Selain itu, mekanisme rekrutmen komisaris perlu ada perbaikan. Misalnya salah satu posisi strategis PT Pindad, perlu pertimbangan yang masak. Apakah memang diperbolehkan menjadi bagian khusus untuk TNI atau Polri merangkap jabatan. Namun, tidak seluruh BUMN dipukul rata boleh merangkap.

Sedangkan masalah lainnya terkait pemborosan. Komisaris yang rangkap jabatan mendapat rangkap gaji, yakni dari institusinya maupun perusahaan BUMN. Keduanya dialirkan dari sumber yang sama, yakni uang negara.

“Mbok pilih salah satu saja, kalau ambil komisaris enggak pakai gaji Dirjen,” tuturnya.

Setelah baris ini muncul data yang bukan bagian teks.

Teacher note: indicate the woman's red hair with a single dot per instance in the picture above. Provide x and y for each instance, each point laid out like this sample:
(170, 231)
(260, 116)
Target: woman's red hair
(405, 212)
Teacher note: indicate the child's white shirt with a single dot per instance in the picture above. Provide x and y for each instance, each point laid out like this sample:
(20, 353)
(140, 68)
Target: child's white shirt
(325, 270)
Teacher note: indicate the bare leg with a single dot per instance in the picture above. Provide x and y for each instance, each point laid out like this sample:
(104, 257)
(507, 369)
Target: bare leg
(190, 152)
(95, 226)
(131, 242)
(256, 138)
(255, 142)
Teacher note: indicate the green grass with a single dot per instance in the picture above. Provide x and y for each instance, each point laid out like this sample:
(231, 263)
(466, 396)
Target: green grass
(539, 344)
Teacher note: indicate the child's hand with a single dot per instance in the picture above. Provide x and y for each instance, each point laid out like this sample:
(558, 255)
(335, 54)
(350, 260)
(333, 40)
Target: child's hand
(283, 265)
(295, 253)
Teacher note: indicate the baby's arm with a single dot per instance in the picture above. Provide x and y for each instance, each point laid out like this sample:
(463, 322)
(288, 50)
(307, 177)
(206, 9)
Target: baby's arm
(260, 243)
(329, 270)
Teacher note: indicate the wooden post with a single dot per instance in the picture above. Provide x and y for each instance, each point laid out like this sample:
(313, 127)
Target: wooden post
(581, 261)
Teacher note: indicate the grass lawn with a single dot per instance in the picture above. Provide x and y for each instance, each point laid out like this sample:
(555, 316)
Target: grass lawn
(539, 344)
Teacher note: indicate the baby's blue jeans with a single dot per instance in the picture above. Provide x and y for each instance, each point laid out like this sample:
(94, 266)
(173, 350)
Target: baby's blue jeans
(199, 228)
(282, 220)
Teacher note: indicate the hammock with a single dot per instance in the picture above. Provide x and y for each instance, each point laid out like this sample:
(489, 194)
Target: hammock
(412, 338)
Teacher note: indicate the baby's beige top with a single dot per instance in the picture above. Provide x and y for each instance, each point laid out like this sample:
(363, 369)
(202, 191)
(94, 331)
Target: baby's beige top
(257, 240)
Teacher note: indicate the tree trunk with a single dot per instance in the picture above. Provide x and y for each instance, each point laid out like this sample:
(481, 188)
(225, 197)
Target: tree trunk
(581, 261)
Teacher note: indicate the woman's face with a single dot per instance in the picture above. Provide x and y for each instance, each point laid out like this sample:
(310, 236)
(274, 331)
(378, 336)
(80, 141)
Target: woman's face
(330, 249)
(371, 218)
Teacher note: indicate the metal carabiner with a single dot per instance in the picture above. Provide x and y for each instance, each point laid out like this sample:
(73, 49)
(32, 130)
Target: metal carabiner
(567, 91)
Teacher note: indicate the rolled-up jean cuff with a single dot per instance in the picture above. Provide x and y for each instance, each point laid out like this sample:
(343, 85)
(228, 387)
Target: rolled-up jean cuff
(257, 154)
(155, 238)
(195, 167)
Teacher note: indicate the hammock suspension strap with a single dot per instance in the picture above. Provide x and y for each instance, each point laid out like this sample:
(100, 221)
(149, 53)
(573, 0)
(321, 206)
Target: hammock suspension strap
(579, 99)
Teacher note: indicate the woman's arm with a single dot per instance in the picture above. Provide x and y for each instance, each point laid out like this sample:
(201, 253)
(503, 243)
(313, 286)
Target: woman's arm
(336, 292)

Ombudsman dan KPK mendorong supaya ada regulasi turunan dari Undang-Undang Aparatur Sipil Negara yang menyangkut masalah penghasilan seorang abdi negara.

Persoalan rangkap jabatan merupakan masalah lama yang kembali mencuat. Persoalan ini pun mendapat perhatian dari politisi di Senayan. Darmadi Durianto, Anggota Komisi VI DPR dari Fraksi PDIP mendesak agar pemerintah segera melakukan evaluasi terkait rangkap jabatan di BUMN dan pejabat pemerintah. Sebab hal tersebut berseberangan dengan UU Nomor 19 Tahun 2003 tentang BUMN.

Pada pasal 33 diatur bahwa komisaris dilarang memangku jabatan rangkap sebagai: a. anggota Direksi pada BUMN, badan usaha milik daerah, badan usaha milik swasta, dan jabatan lain yang dapat menimbulkan benturan kepentingan; b. jabatan lainnya sesuai dengan ketentuan peraturan perundang-undangan.

Darmadi mendesak agar Menteri BUMN Rini Soemarno segera memberhentikan komisaris yang rangkap jabatan.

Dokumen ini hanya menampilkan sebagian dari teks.